The Thompsons were in the first-class dining saloon when the ship was torpedoed by the German submarine SM U-20 on May 7, 1915. Thompson retrieved lifebelts from their cabin, and on the boat deck gave his own to fellow passenger Charlotte Luck, who was traveling with her two young sons; none of the Luck family survived. As the ship made its final plunge, the couple were swept into the water and separated by the suction of the sinking liner. Maude was pulled onto a collapsible raft and rescued by a trawler that landed survivors at Queenstown; Thompson was lost, and his body, if recovered, was never identified. Maude's cable home, reading "Maudie safe", was mistranscribed in transmission in a way that briefly gave his family false hope of his survival.

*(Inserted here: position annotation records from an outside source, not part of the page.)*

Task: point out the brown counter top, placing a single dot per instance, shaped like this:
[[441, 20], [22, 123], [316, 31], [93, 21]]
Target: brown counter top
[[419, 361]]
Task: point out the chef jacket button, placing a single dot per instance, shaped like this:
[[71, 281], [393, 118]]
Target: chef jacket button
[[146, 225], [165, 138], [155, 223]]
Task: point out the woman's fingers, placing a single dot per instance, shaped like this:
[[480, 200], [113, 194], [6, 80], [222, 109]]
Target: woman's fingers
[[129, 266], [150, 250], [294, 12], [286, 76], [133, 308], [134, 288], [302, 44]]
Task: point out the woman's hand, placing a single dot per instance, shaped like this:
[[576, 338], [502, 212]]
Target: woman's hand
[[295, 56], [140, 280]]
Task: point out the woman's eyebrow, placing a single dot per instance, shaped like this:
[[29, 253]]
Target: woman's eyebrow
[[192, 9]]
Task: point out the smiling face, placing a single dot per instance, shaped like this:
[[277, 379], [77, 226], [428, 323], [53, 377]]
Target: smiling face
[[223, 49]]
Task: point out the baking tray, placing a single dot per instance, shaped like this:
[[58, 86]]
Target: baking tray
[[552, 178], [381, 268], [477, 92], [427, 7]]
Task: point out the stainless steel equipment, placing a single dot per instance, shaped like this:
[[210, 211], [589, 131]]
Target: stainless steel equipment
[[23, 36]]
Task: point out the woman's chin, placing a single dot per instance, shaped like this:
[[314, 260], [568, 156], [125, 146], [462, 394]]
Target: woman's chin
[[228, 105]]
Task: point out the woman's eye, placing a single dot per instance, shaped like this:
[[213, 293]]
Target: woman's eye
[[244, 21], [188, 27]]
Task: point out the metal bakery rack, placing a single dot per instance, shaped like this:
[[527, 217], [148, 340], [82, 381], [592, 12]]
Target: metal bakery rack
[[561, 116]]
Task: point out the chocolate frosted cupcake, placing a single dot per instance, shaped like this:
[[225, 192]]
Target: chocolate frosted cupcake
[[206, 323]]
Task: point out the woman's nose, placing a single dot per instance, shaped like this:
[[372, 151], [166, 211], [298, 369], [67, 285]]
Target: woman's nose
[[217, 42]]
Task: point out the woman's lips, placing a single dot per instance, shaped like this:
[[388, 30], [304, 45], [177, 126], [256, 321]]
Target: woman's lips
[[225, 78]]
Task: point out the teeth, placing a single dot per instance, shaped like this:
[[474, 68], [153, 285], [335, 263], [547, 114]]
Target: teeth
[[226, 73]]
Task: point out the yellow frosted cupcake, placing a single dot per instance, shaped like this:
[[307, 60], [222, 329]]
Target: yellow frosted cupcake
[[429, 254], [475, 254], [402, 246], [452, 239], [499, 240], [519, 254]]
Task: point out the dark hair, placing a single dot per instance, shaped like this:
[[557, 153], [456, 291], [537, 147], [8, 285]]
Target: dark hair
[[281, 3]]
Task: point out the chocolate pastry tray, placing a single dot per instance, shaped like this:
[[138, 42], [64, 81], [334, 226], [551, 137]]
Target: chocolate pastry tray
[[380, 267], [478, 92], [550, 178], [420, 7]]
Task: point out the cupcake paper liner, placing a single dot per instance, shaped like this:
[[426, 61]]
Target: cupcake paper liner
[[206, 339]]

Thompson was one of four Yale alumni who died in the sinking, along with Alfred Gwynne Vanderbilt, Lindon Bates Jr., and Justus Miles Forman.

== Memorial and legacy ==
A memorial service was held on June 18, 1915, at the First Presbyterian Church in Seymour, attended by Blish Milling employees and Thompson's Yale classmates, and a monument was erected over an empty grave at Riverview Cemetery in Seymour. His widow endowed an annual scholarship at the Sheffield Scientific School reserved for graduates of Shields High School in Seymour.

Maude Thompson filed a claim against Germany with the State Department in August 1915. She returned to Europe during the war, donating Thompson's two National automobiles to the French war effort, and served with the Red Cross in France, where in November 1917 she married the French aviator Count Jean de Gennes. Because her remarriage to a foreign national terminated her American citizenship under the law then in force, the United States–Germany Mixed Claims Commission dismissed her claim in March 1925, holding in Maud Thompson de Gennes (United States) v. Germany that the claim was not impressed with American nationality when the Treaty of Berlin took effect. The decision by umpire Edwin B. Parker became a frequently cited authority on the nationality of claims in international law.

The couple had no children. Maude, who as Countess de Gennes lived at the Château de Longue Plaine in the Loire Valley and remained in France through the German occupation, died in Queens, New York, on May 17, 1951.